In [1]:
from typing import *
import random

import torch
import torch.nn.functional as F
from pytorch_lightning import seed_everything


DEVICE: str = "cpu"
NUM_ANCHORS = 300

In [2]:
def relative_projection(x: torch.Tensor, anchors: torch.Tensor) -> torch.Tensor:
    """Compute the relative representation of x with the cosine similarity

    Args:
        x: the samples absolute latents [batch, hidden_dim]
        anchors: the anchors absolute latents [anchors, hidden_dim]

    Returns:
        the relative representation of x. The relative representation is *not* normalized,
        when training on relative representation it is useful to normalize it
    """
    x = F.normalize(x, p=2, dim=-1)
    anchors = F.normalize(anchors, p=2, dim=-1)
    return torch.einsum("bm, am -> ba", x, anchors)


class LatentSpace:
    def __init__(
        self,
        encoding_type: str,
        encoder_name: str,
        vectors: torch.Tensor,
        ids: Sequence[int],
    ):
        """Utility class to represent a generic latent space

        Args:
            encoding_type: the type of latent space, i.e. "absolute" or "relative" usually
            encoder_name: the name of the encoder used to obtain the vectors
            vectors: the latents that compose the latent space
            ids: the ids associated ot the vectors
        """
        assert vectors.shape[0] == len(ids)
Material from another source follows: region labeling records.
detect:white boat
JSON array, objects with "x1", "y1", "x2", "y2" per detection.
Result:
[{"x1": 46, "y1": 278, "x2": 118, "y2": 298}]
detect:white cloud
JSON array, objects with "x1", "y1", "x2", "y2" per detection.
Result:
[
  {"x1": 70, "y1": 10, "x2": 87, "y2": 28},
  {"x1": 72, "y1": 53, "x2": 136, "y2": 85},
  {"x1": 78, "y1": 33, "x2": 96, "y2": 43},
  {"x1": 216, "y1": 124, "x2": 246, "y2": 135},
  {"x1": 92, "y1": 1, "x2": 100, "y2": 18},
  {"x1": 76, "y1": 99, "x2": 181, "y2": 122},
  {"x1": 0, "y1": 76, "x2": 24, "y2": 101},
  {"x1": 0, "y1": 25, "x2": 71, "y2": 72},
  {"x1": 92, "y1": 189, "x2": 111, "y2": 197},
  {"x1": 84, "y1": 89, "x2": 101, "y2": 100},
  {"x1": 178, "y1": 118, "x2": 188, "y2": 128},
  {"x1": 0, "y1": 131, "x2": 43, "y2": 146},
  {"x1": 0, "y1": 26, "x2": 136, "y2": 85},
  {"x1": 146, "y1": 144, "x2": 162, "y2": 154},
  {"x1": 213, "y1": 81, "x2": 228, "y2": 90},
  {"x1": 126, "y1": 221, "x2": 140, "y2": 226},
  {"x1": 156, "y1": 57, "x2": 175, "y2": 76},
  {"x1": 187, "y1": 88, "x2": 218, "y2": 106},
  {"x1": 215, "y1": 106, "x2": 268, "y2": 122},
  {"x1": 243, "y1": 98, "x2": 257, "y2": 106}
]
        self.encoding_type: str = encoding_type
        self.vectors: torch.Tensor = vectors
        self.ids: Sequence[int] = ids
        self.encoder_name: str = encoder_name

    def get_anchors(self, anchor_choice: str, num_anchors: int, seed: int) -> Sequence[int]:
        """Adopt some strategy to select the anchors.

        Args:
            anchor_choice: the selection strategy for the anchors
            seed: the random seed to use

        Returns:
            the ids of the chosen anchors
        """
        # Select anchors
        seed_everything(seed)

        if anchor_choice == "uniform":
            limit: int = len(self.ids) if anchor_choice == "uniform" else int(anchor_choice[4:])
            anchor_set: Sequence[int] = random.sample(self.ids[:limit], num_anchors)
        else:
            assert NotImplementedError

        result = sorted(anchor_set)

        return result

    def to_relative(
        self, anchor_choice: str = None, seed: int = None, anchors: Optional[Sequence[int]] = None
    ) -> "RelativeSpace":
        """Compute the relative transformation on the current space returning a new one.

        Args:
            anchor_choice: the anchors selection strategy to use, if no anchors are provided
            seed: the random seed to use
            anchors: the ids of the anchors to use

        Returns:
            the RelativeSpace associated to the current LatentSpace
        """
        assert self.encoding_type != "relative"  # TODO: for now
        anchors = self.get_anchors(anchor_choice=anchor_choice, seed=seed) if anchors is None else anchors

        anchor_latents: torch.Tensor = self.vectors[anchors]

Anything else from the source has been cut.